简体   繁体   English

自动矢量化关注区域(裁剪)

[英]Auto vectorization Region of interest (crop)

I have a library which has some image processing algorithms including a Region of Interest (crop) algorithm. 我有一个包含一些图像处理算法的库,其中包括感兴趣区域(crop)算法。 When compiling with GCC, the auto vectorizer speeds up a lot of the code but worsens the performance of the Crop algorithm. 使用GCC进行编译时,自动矢量化器可加快许多代码的速度,但会恶化Crop算法的性能。 Is there a way of flagging a certain loop to be ignored by the vectorizer or is there a better way of structuring the code for better performance? 有没有一种方法可以标记某个循环,以使矢量化程序将其忽略,或者有没有更好的方法来构造代码以提高性能?

for (RowIndex=0;RowIndex<Destination.GetRows();++RowIndex)
{
    rowOffsetS = ((OriginY + RowIndex) * SizeX) + OriginX;
    rowOffsetD = (RowIndex * Destination.GetColumns());
    for (ColumnIndex=0;ColumnIndex<Destination.GetColumns();++ColumnIndex)
    {
        BufferSPtr=BufferS + rowOffsetS + ColumnIndex;
        BufferDPtr=BufferD + rowOffsetD + ColumnIndex;
        *BufferDPtr=*BufferSPtr;
    }
}

Where SizeX is the width of the source OriginX is the left of the region of interest OriginY is the top of the region of interest SizeX是源的宽度OriginX是关注区域的左侧OriginY是感兴趣的区域的顶部

I haven't found anything about changing the optimization flags for a loop, however according to the documentation you can use the attribute optimize (look here and here ) on a function to override the optimization settings for that function somewhat like this: 我还没有发现任何关于更改循环的优化标志的信息,但是根据文档,您可以在函数上使用属性optimize在此处在此处查看 )来覆盖该函数的优化设置,如下所示:

void foo() __attribute__((optimize("O2", "inline-functions")))

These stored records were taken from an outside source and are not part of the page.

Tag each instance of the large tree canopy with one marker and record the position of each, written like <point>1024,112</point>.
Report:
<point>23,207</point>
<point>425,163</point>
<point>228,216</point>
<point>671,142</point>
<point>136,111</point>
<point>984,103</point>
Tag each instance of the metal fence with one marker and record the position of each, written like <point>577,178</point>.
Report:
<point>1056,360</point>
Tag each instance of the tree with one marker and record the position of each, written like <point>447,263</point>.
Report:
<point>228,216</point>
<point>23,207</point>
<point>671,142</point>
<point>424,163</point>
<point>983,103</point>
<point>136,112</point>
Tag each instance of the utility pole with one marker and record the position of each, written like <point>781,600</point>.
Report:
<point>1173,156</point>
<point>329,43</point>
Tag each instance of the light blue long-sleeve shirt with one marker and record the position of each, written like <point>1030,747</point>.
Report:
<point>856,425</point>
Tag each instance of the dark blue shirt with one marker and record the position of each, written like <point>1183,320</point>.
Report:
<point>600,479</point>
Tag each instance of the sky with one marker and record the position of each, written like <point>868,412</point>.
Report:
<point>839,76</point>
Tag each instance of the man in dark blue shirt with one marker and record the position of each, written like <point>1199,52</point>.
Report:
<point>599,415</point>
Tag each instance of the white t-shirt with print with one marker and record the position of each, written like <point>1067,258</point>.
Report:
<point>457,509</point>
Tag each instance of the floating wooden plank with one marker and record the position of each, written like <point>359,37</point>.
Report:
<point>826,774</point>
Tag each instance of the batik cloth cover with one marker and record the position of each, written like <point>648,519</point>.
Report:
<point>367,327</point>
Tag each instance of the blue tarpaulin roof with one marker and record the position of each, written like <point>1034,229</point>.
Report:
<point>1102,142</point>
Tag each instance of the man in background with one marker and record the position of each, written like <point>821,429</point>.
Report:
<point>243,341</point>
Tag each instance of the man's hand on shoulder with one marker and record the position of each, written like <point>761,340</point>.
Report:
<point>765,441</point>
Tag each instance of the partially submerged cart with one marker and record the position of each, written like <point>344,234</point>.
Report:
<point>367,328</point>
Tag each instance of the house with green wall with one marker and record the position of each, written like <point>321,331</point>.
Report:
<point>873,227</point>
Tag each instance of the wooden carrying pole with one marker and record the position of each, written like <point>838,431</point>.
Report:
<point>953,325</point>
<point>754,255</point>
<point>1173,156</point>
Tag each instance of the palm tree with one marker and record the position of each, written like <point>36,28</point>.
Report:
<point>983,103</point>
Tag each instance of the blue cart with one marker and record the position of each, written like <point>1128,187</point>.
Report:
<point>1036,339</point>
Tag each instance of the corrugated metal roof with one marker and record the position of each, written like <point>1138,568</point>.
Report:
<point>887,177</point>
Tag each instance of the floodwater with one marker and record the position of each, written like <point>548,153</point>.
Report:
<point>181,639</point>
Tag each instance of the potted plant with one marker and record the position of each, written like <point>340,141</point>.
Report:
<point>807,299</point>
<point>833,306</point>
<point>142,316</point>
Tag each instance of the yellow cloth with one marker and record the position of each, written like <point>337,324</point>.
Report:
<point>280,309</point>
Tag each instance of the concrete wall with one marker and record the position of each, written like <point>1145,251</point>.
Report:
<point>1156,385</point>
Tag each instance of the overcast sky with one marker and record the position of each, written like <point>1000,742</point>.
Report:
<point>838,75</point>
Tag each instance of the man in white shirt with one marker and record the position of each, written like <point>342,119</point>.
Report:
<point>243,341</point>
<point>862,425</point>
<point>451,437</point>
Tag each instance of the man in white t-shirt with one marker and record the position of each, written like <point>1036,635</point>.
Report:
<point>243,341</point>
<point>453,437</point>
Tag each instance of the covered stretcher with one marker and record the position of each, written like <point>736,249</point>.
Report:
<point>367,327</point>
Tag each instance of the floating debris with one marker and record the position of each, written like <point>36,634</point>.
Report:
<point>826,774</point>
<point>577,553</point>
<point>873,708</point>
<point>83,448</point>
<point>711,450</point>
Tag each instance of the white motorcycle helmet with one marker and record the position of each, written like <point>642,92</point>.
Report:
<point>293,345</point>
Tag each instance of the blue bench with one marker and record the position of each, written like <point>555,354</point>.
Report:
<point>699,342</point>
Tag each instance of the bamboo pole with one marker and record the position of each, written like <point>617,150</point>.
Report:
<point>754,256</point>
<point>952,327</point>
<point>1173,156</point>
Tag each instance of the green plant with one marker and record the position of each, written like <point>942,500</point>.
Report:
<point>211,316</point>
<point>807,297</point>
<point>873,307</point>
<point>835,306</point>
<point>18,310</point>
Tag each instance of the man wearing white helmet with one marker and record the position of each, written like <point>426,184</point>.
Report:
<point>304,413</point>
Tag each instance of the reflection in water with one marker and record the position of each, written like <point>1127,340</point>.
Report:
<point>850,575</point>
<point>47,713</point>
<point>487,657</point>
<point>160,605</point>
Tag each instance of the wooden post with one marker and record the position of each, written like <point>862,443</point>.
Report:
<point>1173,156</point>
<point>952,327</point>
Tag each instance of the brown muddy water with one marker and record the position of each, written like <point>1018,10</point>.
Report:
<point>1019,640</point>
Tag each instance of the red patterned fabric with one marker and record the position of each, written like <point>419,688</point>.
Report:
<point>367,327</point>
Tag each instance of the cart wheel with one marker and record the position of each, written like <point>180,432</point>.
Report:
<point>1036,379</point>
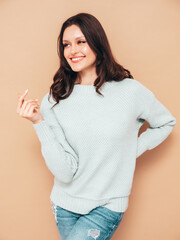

If you want to change it for several functions, you can use #pragma GCC optimize to set it for all following functions ( look here ). 如果要为多个功能更改它,可以使用#pragma GCC optimize为以下所有功能设置它(请参见此处 )。

So you should be able to compile the function containing crop with a different set of optimization flags, omitting the auto-vectorization. 因此,您应该能够使用一组不同的优化标志来编译包含作物的函数,而无需进行自动向量化。 That has the disadvantage of hardcoding the compilation flags for that function, but is the best I found. 这样做的缺点是硬编码该函数的编译标志,但这是我发现的最好的方法。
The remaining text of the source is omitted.